Они блуждали, не замечая ничего вокруг, и Женя рассказывал, сочиняя по дороге истории, которые он называл «сказками для взрослых». Они были всегда чуть романтичные и чуть грустные, эти его сказки. И любовь не всякий раз побеждала, а зло не всякий раз было наказано. А Маша все пыталась и не могла угадать, чем закончится очередная сказка. Женя, словно читая ее мысли, в последний момент разворачивал сюжет на девяносто градусов, и все Машины домыслы летели к чертовой бабушке.

А город, огромный, неисчислимый, копошился вокруг них в перебранке автомобильных гудков у светофоров, в шараханье машин от сумасшедших, суицидальных пешеходов, в муравьиной суете своих вечно спешащих и вечно опаздывающих жителей. Он громоздился над ползающими у него под ногами человечками глыбами домов и взирал миллионами слепых окон на это мельтешение.

Ребята останавливались возле киосков-силков, отлавливающих голодных прохожих, и Женя, выскребая последнюю мелочь, заказывал:

– Горячих собачек.

И более всего похожая на бабу на чайнике продавщица в спрятанном под белым топорщащимся фартуке тулупе, золотозубо улыбалась и выдавала им пару дымящихся на подмороженном воздухе хот-догов, на которые Маша в прошлой жизни не стала бы даже смотреть, – а теперь за компанию уплетала за милую душу.

Они брели наугад, не задумываясь. Но оказались вновь там же: напротив красностенных белоколонных зданий мэрии. Обронзовевший князь Юрий, простиравший над городом свою долгую руку, за целых три месяца так и не сдвинулся ни на миллиметр со своего постамента. Маша помахала ему ладошкой, как старому знакомому.

– А я знаю, сколько ему лет и кто скульптор, – похвасталась она, не уточняя, правда, имени своего информатора.

Женя с интересом посмотрел на свою спутницу.

– В тысяча девятьсот двенадцатом году его поставил здесь скульптор Клодт. Автор четырех коней на Аничковом мосту в Петербурге.

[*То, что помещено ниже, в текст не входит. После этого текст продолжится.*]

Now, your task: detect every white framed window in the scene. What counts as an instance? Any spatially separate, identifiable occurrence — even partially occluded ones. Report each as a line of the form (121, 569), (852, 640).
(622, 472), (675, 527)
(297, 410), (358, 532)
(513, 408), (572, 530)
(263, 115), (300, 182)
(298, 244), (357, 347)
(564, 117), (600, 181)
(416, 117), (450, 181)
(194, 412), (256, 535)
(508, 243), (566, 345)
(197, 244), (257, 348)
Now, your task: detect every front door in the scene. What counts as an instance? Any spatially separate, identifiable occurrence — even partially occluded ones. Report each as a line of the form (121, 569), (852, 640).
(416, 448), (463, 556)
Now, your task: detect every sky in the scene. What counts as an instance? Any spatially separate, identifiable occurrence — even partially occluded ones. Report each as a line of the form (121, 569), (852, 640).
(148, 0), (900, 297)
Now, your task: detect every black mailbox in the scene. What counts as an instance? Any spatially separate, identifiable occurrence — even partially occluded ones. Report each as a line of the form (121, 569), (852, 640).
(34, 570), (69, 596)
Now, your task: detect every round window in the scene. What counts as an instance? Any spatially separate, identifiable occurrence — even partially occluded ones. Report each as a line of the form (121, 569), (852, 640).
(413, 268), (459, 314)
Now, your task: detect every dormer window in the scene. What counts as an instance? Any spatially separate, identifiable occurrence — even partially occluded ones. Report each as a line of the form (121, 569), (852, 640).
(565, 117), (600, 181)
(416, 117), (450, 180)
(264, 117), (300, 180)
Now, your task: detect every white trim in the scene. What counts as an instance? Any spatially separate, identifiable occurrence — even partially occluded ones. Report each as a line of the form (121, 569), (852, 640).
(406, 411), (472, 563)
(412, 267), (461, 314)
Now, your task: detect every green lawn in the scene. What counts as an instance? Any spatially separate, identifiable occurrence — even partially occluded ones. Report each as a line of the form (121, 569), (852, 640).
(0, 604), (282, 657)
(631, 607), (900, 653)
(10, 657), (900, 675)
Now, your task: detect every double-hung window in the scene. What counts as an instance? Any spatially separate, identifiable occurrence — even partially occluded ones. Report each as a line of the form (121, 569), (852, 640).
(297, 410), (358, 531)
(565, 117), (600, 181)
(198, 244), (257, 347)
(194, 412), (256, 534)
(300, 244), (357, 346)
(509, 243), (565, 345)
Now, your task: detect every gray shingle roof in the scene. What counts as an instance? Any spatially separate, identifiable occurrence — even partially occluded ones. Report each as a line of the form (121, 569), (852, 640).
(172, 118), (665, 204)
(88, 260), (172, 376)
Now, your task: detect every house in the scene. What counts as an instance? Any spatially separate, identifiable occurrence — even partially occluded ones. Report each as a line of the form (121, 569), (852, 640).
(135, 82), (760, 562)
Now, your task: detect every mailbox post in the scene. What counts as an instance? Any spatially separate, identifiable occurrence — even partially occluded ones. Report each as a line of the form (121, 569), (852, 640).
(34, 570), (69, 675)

Теперь Женя смотрел с еще большим любопытством:

– Кто тебя этой ахинеи научил? В девятьсот двенадцатом? Клодт? Петр Карлович? Да он умер в шестидесятых годах девятнадцатого века. Вот квадрига – колесница, запряженная четверкой коней, на Большом театре – это действительно его. Уж про скульпторов можешь мне сказки не рассказывать. А Долгорукого к восьмисотлетию Москвы только заложили, значит, получается тысяча девятьсот сорок седьмой, а открыли еще через шесть лет. И скульптор, конечно, не Клодт, его уже восемьдесят лет как в живых не было, а Орлов с компанией.

– Это правда? – и Маша, к полному и окончательному удивлению Жени, расхохоталась на месте. – Нет, ничего, не обращай внимания. Это я так, о своем, о девичьем.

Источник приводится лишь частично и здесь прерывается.